Para o décimo inferior, as diferenças do panorama também são marcantes. Em vez das variadas oscilações da renda no decorrer do tempo, observa-se uma evolução considerável, mas sem grandes oscilações.

Laderchi, Saith e Sttewart (2003, pp. 8-9) e Rocha (2006a) parecem concordar com Niemietz, tanto assim que defendem que melhor que medir a renda seria medir a despesa ou o consumo pelos mesmo motivos invocados em A New Understanding of Poverty. Rocha (2006a, p. 45) relaciona cinco motivos que ratifica a defesa do uso de dados relacionados ao consumo/despesa/orçamentos das famílias pobres. São eles:

i. permite melhor compreensão da condições de vida, a partir da distribuição da despesa;

ii. as despesas das famílias refletem suas rendas permanentes;

iii. melhor estimativa da pobreza;

iv. subestimação das rendas informadas em Censos e pesquisas domiciliares;

v. permitem melhor caracterização sócio-econômica dos pobres (ex: acesso a serviços

básicos, moradia, inserção no mercado de trabalho).

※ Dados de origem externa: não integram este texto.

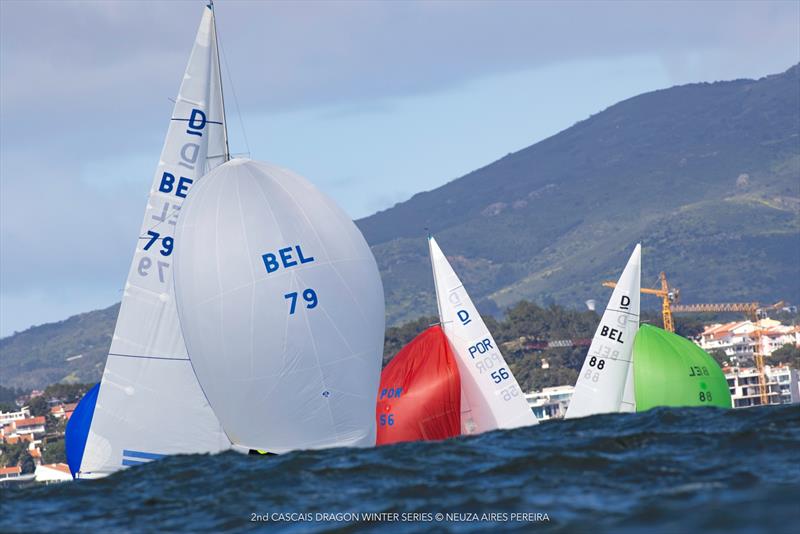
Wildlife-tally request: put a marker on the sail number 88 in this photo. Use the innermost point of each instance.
(309, 297)
(600, 364)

Laderchi, Saith e Stewart (2003, p. 8), como Niemietz, circunstanciam que, como as medidas baseadas na renda incluem apenas recursos privados, elas acabam por omitir as rendas sociais. Em que pese essa omissão, os autores consideram que incluir as rendas sociais para mensuração da pobreza, através de linhas de pobreza, poderia levar a um enviesamento nas escolhas políticas em

favor da geração de renda privada ou a um enviesamento na identificação do pobres de modo a direcioná-la para fins privados.

De acordo com Laderchi, Saith e Stewart (2003, p. 13), uma outra falha das medidas baseadas na renda é a de que elas têm uma natureza individual, ou seja, apenas refletem as rendas decorrentes de realizações individuais. Essa constatação faz com que concluam que essa abordagem exclui ou utiliza mecanicamente as interações sociais e suas interdependências, (assim, por exemplo, excluem as economias de escala que podem se estruturar entre as famílias).

Ainda no que concerne ao uso da renda como medida da pobreza, Rocha (2006a, p. 17) menciona que os indivíduos, ao informar as suas rendas, tendem subestimá-la, o que implica superestimar a incidência de pobreza.